Uniquely gifted, he was blessed with supreme athleticism, panther reflexes, eagle eyesight and the heart of a lion. He was a peerless exemplar of cricketing brilliance, endowed with an alliance of such natural gifts of talent and genius, that we may never see his like again. He was the cricketer's cricketer, whose phenomenal genius hardly brooked human limits. It was legendary, both in quality and quantity. Sobers has set the standards by which other cricketers are measured.
Like Muhammad Ali in boxing, Michael Jordan in basketball and Pele in soccer, Sobers is similarly unrivalled in the world of cricket. Sir Neville Cardus, that doyen of cricket scribes, gave the appropriate imprimatur to his all round genius in Wisden, 1967, p. 38, when he wrote: "Garfield St. Aubyn Sobers...the most renowned name of any cricketer since Bradman's high noon. He is, in fact, even more famous than Bradman ever was; for he was accomplished in every department of the game, and has exhibited his genius in all climes and conditions... We can safely agree that no player has proven versatility of skill as convincingly as Sobers has done, effortlessly, and after the manner born."
In fact, Sobers is to cricket what Shakespeare is to literature, Michelangelo to art and Mozart to music. His only perceivable Achilles heel was as a captain, a consideration which can be excluded in the present context of argument. Sir Donald Bradman, who saw his 254 against Australia for a World XI in Melbourne in 1971-72, reckoned that it was the best innings he had ever seen on Australian soil. Sir Clyde Walcott said, "Sir Gary is remembered not only for his remarkable trail of statistical records, but for the quality of his cricket and the way he enjoyed the game."
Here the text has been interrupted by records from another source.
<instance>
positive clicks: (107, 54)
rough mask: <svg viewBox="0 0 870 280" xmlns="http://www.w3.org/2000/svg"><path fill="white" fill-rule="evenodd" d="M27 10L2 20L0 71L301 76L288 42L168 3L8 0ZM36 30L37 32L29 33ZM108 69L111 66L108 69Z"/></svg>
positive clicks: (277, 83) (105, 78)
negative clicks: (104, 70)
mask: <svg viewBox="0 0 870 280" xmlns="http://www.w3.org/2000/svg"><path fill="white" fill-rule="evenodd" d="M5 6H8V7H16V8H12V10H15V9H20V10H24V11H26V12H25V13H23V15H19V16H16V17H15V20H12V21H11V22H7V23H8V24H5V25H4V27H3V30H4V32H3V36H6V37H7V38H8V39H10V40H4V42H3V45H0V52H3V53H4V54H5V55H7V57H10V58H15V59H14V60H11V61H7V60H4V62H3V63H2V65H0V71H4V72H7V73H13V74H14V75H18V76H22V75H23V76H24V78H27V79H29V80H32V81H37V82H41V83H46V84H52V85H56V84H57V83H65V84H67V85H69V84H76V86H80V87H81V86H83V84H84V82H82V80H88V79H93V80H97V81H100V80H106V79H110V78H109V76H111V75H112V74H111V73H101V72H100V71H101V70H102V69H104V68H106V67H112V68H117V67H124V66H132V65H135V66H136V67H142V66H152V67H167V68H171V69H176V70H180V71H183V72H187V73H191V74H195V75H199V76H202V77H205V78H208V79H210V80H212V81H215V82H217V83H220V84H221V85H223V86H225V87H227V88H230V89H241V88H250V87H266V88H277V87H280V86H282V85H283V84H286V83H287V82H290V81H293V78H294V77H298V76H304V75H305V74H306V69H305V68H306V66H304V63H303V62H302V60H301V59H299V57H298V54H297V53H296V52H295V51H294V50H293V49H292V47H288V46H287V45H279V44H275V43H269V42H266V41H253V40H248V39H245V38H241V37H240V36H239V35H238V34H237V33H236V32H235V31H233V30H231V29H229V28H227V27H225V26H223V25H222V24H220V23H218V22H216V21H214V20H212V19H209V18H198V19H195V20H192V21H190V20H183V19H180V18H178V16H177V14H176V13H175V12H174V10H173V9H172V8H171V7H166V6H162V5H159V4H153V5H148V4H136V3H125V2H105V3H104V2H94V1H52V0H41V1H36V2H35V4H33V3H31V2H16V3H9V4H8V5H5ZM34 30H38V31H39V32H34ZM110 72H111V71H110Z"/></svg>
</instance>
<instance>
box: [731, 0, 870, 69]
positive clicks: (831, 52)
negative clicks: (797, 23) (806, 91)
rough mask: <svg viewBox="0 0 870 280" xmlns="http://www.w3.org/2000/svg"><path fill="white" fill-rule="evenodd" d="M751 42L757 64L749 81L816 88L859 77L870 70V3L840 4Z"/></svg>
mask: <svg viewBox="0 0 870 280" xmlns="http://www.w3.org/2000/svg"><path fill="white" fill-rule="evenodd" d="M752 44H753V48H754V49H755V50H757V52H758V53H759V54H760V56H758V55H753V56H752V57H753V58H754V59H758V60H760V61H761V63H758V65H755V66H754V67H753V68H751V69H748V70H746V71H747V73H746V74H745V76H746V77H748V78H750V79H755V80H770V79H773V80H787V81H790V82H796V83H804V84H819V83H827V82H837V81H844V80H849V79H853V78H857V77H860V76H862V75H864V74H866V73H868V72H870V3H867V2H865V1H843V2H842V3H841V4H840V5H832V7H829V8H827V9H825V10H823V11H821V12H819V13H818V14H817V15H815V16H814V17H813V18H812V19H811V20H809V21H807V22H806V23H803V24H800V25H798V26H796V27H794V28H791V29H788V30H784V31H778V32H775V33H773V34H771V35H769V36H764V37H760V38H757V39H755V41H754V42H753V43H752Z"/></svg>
E.W. Swanton reminded us that "the true measure of his influence must take account of his sportsmanship and an unselfishness that were never questioned, an example second to none." John Arlott described Sobers as "the finest all-round player in the history of cricket." C.L.R. James, in his work aforestated, reiterated that, "A man of genius is what he is, he cannot be something else and remain a man of genius." Michael Manley once said this of Sobers, "Sobers was destined, in typically Caribbean fashion, to shine like some great star alone in the firmament of his own genius."
Let Sobers have the last word. In his book, The Changing Face of Cricket, he commends C.L.R. James' words to all readers everywhere, as if answering those who chose him second best," What do they know of cricket, who only cricket know?"
* Albert Baldeo is an attorney at law in New York City.